At the cellular level, there is good evidence that sulfonylureas act more potently on SUR1 channels than on SUR2, and that many CS mutations result in further decrease in SUR2 sensitivity to these drugs (Gribble & Ashcroft, 2000; McClenaghan et al., 2018). Thus glibenclamide or other available sulfonylureas are probably not ideal drugs for CS, and actions on SUR1 in the pancreas could yield significant side effects. There was the expected hypoglycemia upon initiation of glibenclamide in our patient, although this was not considered clinically concerning, and it spontaneously improved, as is also seen with chronic glibenclamide dosing in nondiabetic mice (Remedi & Nichols, 2008). Nevertheless, an agent with greater specificity for SUR2, or Kir6.1 would ultimately be preferable, and efforts to develop SUR2B (or Kir6.1) specific blockers are to be encouraged.
3.4. Prospects
We conclude that glibenclamide is likely to have contributed to clinical improvement of some CS features in our patient. There was no evidence that hypertrichosis was reversed, even after a year of treatment (Figure 2d), suggesting perhaps that this may be a permanent, neonatally induced consequence of CS. However, the drug was well tolerated: hypoglycemic episodes were minimal and spontaneously remitted. Sulfonylurea intervention was carried out after exhausting conventional therapies for the emergent symptoms.
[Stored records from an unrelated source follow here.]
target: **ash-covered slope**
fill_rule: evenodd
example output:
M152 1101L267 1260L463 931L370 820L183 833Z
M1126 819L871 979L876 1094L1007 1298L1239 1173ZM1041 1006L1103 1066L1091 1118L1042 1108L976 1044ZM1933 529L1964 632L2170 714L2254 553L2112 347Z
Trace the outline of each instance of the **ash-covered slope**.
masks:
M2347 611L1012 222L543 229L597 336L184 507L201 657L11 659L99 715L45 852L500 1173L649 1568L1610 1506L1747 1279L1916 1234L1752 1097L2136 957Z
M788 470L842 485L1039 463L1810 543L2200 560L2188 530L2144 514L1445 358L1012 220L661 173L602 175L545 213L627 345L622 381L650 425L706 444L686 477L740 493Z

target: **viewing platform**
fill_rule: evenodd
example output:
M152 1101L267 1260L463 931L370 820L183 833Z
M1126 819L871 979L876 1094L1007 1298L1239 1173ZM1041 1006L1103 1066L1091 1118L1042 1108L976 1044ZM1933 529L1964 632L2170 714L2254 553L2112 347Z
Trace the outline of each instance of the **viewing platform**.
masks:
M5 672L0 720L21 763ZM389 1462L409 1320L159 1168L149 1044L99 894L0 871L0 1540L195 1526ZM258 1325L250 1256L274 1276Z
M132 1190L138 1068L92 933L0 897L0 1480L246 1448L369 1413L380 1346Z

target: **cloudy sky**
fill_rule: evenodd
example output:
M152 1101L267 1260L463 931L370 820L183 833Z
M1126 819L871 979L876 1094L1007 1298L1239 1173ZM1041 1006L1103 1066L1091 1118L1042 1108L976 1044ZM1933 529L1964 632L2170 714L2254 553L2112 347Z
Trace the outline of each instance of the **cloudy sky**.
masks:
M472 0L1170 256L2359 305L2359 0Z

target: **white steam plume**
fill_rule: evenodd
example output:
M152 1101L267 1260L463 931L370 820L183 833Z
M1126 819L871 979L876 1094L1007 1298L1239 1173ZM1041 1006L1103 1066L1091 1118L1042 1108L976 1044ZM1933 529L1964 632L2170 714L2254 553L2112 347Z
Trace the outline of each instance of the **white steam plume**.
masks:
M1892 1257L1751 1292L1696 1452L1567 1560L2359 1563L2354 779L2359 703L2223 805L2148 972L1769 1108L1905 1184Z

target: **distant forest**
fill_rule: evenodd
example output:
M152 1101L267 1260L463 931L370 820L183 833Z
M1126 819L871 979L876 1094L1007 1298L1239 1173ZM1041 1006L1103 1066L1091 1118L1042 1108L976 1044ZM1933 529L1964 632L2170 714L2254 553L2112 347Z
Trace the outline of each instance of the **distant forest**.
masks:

Our experience suggests both that sulfonylureas could be considered in the treatment of CS patients, and that it would be worthwhile to carry out controlled drug dosing and escalation trials in a full cohort of CS patients of different ages.
FUNDING INFORMATION
This study was partially supported by funds from US NIH grant R35 HL140024 (to CGN).
CONFLICT OF INTEREST
The authors declare no potential conflict of interest.
Supporting information
Ma A, Gurnasinghani S, Kirk EP, et al. Glibenclamide treatment in a Cantú syndrome patient with a pathogenic ABCC9 gain‐of‐function variant: Initial experience. Am J Med Genet Part A. 2019;179A:1585–1590. 10.1002/ajmg.a.61200
Funding information National Heart, Lung, and Blood Institute, Grant/Award Number: HL140024
This article was published online on 07 June 2019. An error was subsequently identified. This notice is included in the online and print versions to indicate that both have been corrected 20 June 2019.